Die Bouquetbinderei in Erfurt.

Es ist für das sinnige Gemüth ein großes Vergnügen, zu beobachten, wie ein erster unvollkommener Versuch, dem Bedürfnisse oder dem Luxus einen neuen Gegenstand des Verlangens zu bieten, die Mutter immer größerer Erfolge und immer höherer Ziele wird, wie dieser Gegenstand, einmal von der Speculation erfaßt und folgerichtig entwickelt, seiner Bestimmung mit jedem Tage mehr entspricht, und wie endlich der feine Geschmack die letzte Hand an ihn legt, um ihn in seiner Art zu etwas Vollkommenem zu machen. Aus den ersten schwachen Anfängen bildet sich eine neue Industrie heraus, wie der schatten- und fruchtreiche Baum aus dem winzigen Samenkorne.

Dieses Vergnügen, der allmählichen Entwickelung einer Industrie nachzugehen, ist natürlich um so größer, je näher der Beobachter ihren Ausgangspunkten gestanden. So wird derjenige Blumenfreund, der sich der ersten unbedeutenden Anfänge der Bouquetfabrikation erinnert und im September dieses Jahres in der Erfurter Ausstellung die Fülle und ästhetische Vollendung der Erzeugnisse derselben zu bewundern Gelegenheit hatte, in den zu beiden Seiten des Portals gelegenen Hallen ein doppeltes Interesse an diesem Industriezweige gewonnen haben.

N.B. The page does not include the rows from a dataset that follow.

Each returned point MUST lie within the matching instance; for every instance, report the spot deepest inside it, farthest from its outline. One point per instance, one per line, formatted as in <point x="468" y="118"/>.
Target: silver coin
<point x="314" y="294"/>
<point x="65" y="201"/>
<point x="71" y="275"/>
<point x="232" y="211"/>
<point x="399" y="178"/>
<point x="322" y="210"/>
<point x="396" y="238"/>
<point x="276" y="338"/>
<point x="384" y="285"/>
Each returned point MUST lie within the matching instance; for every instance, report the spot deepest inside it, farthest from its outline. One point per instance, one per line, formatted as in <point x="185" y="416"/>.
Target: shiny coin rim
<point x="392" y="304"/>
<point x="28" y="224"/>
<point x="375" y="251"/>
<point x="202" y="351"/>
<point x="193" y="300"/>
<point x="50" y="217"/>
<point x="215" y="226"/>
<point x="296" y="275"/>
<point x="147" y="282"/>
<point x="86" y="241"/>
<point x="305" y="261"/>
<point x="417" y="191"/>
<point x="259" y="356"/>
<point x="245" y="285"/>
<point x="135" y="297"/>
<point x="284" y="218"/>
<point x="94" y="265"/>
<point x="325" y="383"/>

Blumen bildeten wahrscheinlich den ersten und zugleich den natürlichsten Schmuck der Töchter Evas. Im Alterthume bekränzten sich die Gäste beim fröhlichen Mahle, ebenso die Opfernden; auch die Todten, die Mischkessel und die Becher bei Trinkgelagen wurden bekränzt, sowie bei besonderen Gelegenheiten Götterbilder, Häuser, Schiffe etc. In blüthenarmen Monaten wurden aus der Ferne Blumen, insbesondere Rosen, oft zu ungeheuren Preisen bezogen, und im alten Rom waren die Blumenmädchen für das Colorit des Straßenverkehrs ebenso charakteristisch, wie im modernen Paris.

Die Vergänglichkeit der Blumen führte wahrscheinlich schon früh zu dem Gedanken, dieselben bei der Bereitung von Kränzen und ähnlichen Gegenständen, denen man eine längere Dauer zu geben wünschte, durch Kunstblumen zu ersetzen, wie solche noch heute auf Damenhüten prangen. Dergleichen aus Seide, Papyrus oder aus anderen Stoffen gefertigte Blumen hat man nicht selten in Mumiensärgen aufgefunden.

Nicht minder wahrscheinlich ist es, daß schon in früheren Jahrhunderten die Aufmerksamkeit der Kranzbinder auf gewisse Blumen gelenkt wurde, die wegen der trockenen Beschaffenheit ihrer Blätter eine längere Dauer verhießen. Da aber bei der geringen Zahl von Arten der Formen- und Farbenkreis, in dem sie sich bewegen, ein sehr enger ist, so machte man von ihnen wohl nur einen beschränkten Gebrauch. Erst in neuerer Zeit kam man darauf, diesen Trockenblumen auf künstlichem Wege mannigfaltigere und lebhaftere Farben zu verleihen, und dadurch wurden sie und die aus ihnen bereiteten Kunstgebilde zum Gegenstande einer lebhaften Industrie und eines gewinnreichen Handels erhoben.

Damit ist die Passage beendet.